Imagica Pushes 8K, Expands Into Production

The Tokyo-based post-production group Imagica Corp. is promoting the high definition 8K format. And to prove its point, the company is expanding its role as a producer.

Founded in 1935, Imagica was Japan’s oldest film processing studio and has been doing video editing and mixing since 1971, later expanding into post-production. In February 2015, subsidiary Imagica Robot teamed with trading house Sumitomo and the Cool Japan Fund to purchase Los Angeles based subtitling giant SDI Media.

“We’re a post-production company so we are always investing in new technology like 4K and 8K and HDR,” said Ryuta Nakase, assistant manager in the SDI Business Dept. “Netflix is focusing on high-resolution content like HDR, 4K and 8K. And we are a preferred vendor for Netflix in Japan.”

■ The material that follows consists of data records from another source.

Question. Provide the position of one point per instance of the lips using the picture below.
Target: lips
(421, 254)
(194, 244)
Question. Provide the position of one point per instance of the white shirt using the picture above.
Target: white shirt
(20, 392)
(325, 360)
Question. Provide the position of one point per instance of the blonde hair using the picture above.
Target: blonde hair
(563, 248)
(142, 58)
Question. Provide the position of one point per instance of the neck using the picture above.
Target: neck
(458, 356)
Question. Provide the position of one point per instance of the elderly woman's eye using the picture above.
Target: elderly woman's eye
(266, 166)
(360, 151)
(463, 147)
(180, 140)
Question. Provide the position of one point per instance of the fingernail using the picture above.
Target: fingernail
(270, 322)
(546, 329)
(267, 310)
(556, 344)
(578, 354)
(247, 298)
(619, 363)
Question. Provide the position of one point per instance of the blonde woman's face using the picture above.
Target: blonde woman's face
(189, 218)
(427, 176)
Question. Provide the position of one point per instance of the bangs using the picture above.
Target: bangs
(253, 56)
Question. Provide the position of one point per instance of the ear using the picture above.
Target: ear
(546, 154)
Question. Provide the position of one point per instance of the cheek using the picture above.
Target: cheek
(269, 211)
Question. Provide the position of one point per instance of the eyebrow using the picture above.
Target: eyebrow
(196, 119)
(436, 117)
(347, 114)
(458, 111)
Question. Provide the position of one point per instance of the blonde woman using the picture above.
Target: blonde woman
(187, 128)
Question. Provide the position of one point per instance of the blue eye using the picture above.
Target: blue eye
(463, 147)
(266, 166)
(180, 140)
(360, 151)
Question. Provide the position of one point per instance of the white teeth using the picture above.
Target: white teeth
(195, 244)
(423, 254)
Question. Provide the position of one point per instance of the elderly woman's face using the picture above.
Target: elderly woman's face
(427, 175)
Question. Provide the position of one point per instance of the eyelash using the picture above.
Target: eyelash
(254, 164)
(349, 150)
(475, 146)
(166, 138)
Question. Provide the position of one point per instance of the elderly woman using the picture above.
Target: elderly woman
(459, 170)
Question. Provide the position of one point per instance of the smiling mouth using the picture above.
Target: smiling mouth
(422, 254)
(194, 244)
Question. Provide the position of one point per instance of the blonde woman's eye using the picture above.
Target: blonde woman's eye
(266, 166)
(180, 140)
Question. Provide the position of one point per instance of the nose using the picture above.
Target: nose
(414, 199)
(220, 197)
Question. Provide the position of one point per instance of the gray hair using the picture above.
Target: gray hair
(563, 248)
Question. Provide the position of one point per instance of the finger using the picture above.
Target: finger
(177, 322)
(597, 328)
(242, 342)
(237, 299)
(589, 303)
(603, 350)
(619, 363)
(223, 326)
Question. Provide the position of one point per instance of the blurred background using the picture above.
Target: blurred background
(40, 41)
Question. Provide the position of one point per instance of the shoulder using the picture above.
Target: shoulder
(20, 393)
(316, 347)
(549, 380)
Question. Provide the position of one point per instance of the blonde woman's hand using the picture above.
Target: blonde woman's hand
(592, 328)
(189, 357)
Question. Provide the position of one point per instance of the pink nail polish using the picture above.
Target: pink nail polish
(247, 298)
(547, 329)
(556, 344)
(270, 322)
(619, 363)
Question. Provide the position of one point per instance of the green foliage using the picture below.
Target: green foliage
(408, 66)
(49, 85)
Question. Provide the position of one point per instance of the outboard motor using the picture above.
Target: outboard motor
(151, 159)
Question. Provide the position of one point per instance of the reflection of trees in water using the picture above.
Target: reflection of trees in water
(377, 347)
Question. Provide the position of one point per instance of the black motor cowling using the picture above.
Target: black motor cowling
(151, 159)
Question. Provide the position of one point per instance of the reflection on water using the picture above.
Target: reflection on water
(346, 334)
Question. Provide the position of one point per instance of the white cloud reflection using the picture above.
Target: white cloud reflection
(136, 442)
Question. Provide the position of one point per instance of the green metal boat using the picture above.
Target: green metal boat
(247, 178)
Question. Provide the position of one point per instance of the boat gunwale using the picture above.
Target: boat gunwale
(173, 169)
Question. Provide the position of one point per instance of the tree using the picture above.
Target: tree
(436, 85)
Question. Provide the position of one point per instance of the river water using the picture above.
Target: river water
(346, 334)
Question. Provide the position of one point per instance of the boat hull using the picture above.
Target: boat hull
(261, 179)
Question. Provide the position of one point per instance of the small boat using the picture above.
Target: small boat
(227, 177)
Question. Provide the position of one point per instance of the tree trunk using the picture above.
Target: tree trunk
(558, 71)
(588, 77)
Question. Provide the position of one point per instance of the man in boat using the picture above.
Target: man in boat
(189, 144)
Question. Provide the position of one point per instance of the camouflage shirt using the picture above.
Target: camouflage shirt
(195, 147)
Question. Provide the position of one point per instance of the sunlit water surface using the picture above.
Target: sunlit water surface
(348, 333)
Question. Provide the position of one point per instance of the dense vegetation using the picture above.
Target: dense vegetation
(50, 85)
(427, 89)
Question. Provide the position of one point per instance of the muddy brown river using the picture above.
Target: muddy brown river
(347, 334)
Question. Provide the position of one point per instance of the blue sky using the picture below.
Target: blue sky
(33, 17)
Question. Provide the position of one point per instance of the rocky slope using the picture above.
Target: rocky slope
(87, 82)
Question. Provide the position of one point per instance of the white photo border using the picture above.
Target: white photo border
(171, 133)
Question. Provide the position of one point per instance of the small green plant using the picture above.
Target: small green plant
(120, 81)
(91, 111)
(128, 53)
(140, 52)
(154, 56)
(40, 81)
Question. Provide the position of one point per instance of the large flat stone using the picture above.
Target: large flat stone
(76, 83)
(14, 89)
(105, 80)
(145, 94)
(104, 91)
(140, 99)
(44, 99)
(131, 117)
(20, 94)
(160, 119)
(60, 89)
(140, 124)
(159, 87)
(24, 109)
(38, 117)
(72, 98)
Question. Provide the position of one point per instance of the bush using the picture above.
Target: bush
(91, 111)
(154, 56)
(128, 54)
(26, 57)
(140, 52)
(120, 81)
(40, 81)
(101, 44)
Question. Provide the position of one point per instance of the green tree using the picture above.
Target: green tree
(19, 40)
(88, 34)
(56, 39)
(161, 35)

Imagica Robot has made two new 8K productions, one imagistic work “Star Island,” and a narrative short “Luna.” “Usually pieces shot for 4K or 8K have really mundane imagery, like the sea, or the desert, just (focusing on) the visuals. We made possibly the longest narrative work yet produced in 8K.”

Luna” is a 16-minute short directed by Kazuma Ikeda. It uses the story to highlight the supremely sharp imagery. Haruyuki Moroishi, a tech expert, took the lead in producing, and the resulting images of water, sunlight, moonlight and objects with texture, like hair and clothes, gleam in a way not seen before. Imagica Robot plans to submit it to festivals and use it as a demo for domestic imaging manufacturers.

“Star Island” portrays a fireworks festival staged by Japanese music and events giant Avex. The 7-minute piece is designed to showcase multiple, brilliant hues from the pyrotechnics. “The file sizes for this work are tremendous, so the rendering and the color grading were monumental tasks,” said Takashi Aiba from the Media Production division of Imagica Corp.

“The dynamic range of the images in that work are really huge so that adds the cinema-like feeling,” he said. “So was the lightening budget.”